British water companies face $1 bln lawsuits over pollution

LONDON – Six British water companies are facing lawsuits valued at over 800 million pounds ($1 billion) brought on behalf of millions of customers for allegedly overcharging customers by under-reporting sewage discharges, a law firm said on Wednesday.

Environmental and water consultant Carolyn Roberts, who plans to bring the claims, says water companies would have faced penalties if they had properly reported pollution incidents.

Roberts says the companies’ alleged failure to report pollution incidents had led to customers being overcharged.

A 330 million-pound case against Severn Trent was filed at London’s Competition Appeal Tribunal (CAT), law firm Leigh Day said in a statement.

A Severn Trent sign hangs on a gate at Cropston Reservoir in Cropston

The firm said it will also be filing cases against five other companies – Thames Water, United Utilities, Anglian Water, Yorkshire Water and Northumbrian Water – in the coming months.

The lawsuits follow the biggest wave of public criticism over the dumping of raw sewage and the poor quality of rivers and beaches since the water industry was privatised in 1989.

Water companies have pushed back against the proposed claims, describing them as “highly speculative”.

A Severn Trent spokesperson said any pollution incidents have been reported to Britain’s Environment Agency, adding: “Any claim to the contrary is wholly and completely wrong.”

A Thames Water spokesperson said the company was aware of the potential claim, which they said was without merit.

A spokesperson for industry body Water UK said: “This highly speculative claim is entirely without merit.”

“The regulator has confirmed that over 99% of sewage works comply with their legal requirements.

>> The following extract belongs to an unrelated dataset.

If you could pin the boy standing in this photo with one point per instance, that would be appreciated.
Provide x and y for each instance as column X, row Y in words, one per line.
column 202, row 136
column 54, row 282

If companies fail to deliver on their commitments, then customer bills are already adjusted accordingly.”

Yorkshire Water declined to comment on ongoing legal proceedings. Anglian Water referred to Water UK’s statement and Northumbrian Water did not respond to a request for comment.

The cases are being brought as collective proceedings – which are roughly equivalent to class actions in the United States – by environmental consultant Roberts.

Water companies have avoided being penalised by regulator Ofwat for “serial and serious under-reporting” of pollution incidents, she said in a statement.

“I believe this has resulted in consumers being unfairly overcharged for sewage services,” Roberts added.